Untuk mengurangi dampak Pedagang Kaki Lima (PKL) akibat berjualan pada tempat – tempat yang tidak semestinya, Pemerintah Kabupaten Sampang, memberi tempat bagi PKL, berjualan di Taman Wijaya Kusuma. Selain tertata dengan baik, diharapkan bisa menjadi pusat kuliner, sebagai salah satu penunjang kegiatan pariwisata.

Upaya Pemerintah Kabupaten Sampang, melokalisir pedagang kaki lima dalam satu kawasan, merujuk pada Peraturan Presiden No. 125, Tahun 2012, tentang Koordinasi Penataan dan Pemberdayaan Pedagang Kaki lima, yang kemudian ditindak lanjuti dengan  diterbitkannya Peraturan Menteri Dalam Negeri No. 41 Tahun 2012, tentang Pedoman Pemberdayaan dan Penataan Pedagang Kaki Lima.

Dalam Permendagri disebutkan, bahwa tujuan penataan dan pemberdayaan pedagang kaki lima (PKL) adalah untuk memberikan kesempatan berusaha bagi PKL melalui penetapan lokasi sesuai dengan peruntukannya. Menumbuhkan dan mengembangkan kemampuan usaha PKL menjadi usaha mikro yang tangguh, dan mandiri untuk mewujudkan kota yang bersih, indah, tertib, dan aman dengan sarana dan prasarana perkotaan yang memadai dan berwawasan lingkungan.

Menurut Pengamat Perkotaan Sungkono Wiryo Dimejo, upaya Pemerintah Kabupaten Sampang menata PKL dalam satu lokasi merupakan kebijakan positif, agar pelaku usaha PKL tidak dipandang sebagai aktifitas ilegal.

“ Penataan pedagang kaki lima di Sampang dalam satu kawasan, di taman wijaya ini, menjadi solusi alternatif untuk lebih memartabatkan mereka, agar tidak dianggap sebagai kegiatan ilegal. Selain itu, dengan penataan yang baik, bisa menjadi salah satu tujuan wisata berbasis kuliner, dimana saat ini tengah dikembangkan di berbagai daerah di Indonesia. Diperlukan promosi serta kegiatan lain sebagai penunjang, misalnya pentas musik, atau pagelaran seni budaya setiap malam minggu atau hari libur. Ini akan menjadi lebih menarik,” jelas Sungkono.

Sementara itu, Saiful, salah seorang pedagang ayam bakar, merasa bersyukur sejak ia berjualan di Taman Wijaya ini. Selain ada jaminan keamanan karena tidak adanya operasi penertiban, omset jualannya pun lebih meningkat, dibanding sebelum menempati area ini.

Sebelumnya, Saiful dan teman – temannya berdagang di sepanjang trotoar di jalan Wahid Hasyim.
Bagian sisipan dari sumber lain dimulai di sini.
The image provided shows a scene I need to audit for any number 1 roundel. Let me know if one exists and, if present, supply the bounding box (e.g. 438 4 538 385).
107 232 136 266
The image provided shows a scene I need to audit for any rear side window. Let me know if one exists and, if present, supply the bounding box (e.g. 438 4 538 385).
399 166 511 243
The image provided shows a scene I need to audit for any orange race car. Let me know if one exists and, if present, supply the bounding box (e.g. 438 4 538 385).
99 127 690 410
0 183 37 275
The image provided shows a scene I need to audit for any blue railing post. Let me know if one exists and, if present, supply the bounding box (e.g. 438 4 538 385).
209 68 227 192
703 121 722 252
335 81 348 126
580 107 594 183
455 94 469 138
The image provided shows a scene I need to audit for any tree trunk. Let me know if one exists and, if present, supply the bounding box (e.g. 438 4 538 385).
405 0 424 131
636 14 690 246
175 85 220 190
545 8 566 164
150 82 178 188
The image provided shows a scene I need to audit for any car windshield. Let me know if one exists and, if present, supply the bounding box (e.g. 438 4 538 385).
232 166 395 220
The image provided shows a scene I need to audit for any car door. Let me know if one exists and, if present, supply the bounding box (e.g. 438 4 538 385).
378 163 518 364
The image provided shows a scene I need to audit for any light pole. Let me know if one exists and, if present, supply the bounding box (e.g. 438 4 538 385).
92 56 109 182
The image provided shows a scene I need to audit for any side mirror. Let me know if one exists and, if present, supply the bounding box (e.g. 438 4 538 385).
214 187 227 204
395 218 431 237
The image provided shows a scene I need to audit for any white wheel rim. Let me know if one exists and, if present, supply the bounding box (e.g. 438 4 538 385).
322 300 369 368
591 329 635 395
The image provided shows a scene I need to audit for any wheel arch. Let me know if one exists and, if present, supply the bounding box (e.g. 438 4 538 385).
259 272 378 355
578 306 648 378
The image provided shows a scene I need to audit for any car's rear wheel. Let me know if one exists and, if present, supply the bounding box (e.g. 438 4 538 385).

“ Saya berterima kasih, diberi kesempatan bisa menempati area pedagang kaki lima di Taman Wijaya ini. Omset jualan lebih baik dibanding sebelum menempati areal ini, dan tidak khawatir ada operasi penertiban oleh Satpol PP,” kata Saiful.

Dalam upaya memberdayakan Pedagang Kaki Lima,  Pemerintah Kabupaten Sampang, menurut Sungkono, dapat melakukan kerjasama atau kemitraan dengan dunia usaha melalui program Coorporate Social Responsibility (CSR) dalam bentuk penataan dan peremajaan tempat usaha PKL.

Selain itu bisa pula dilakukan dalam bentuk lain seperti pelatihan peningkatan kemampuan berwirausaha, pelatihan dan bantuan permodalan, promosi usaha dan event pada lokasi binaan. Dengan demikian, penataan kawasan perkotaan akan lebih menarik, indah, tertib, bersih dan nyaman.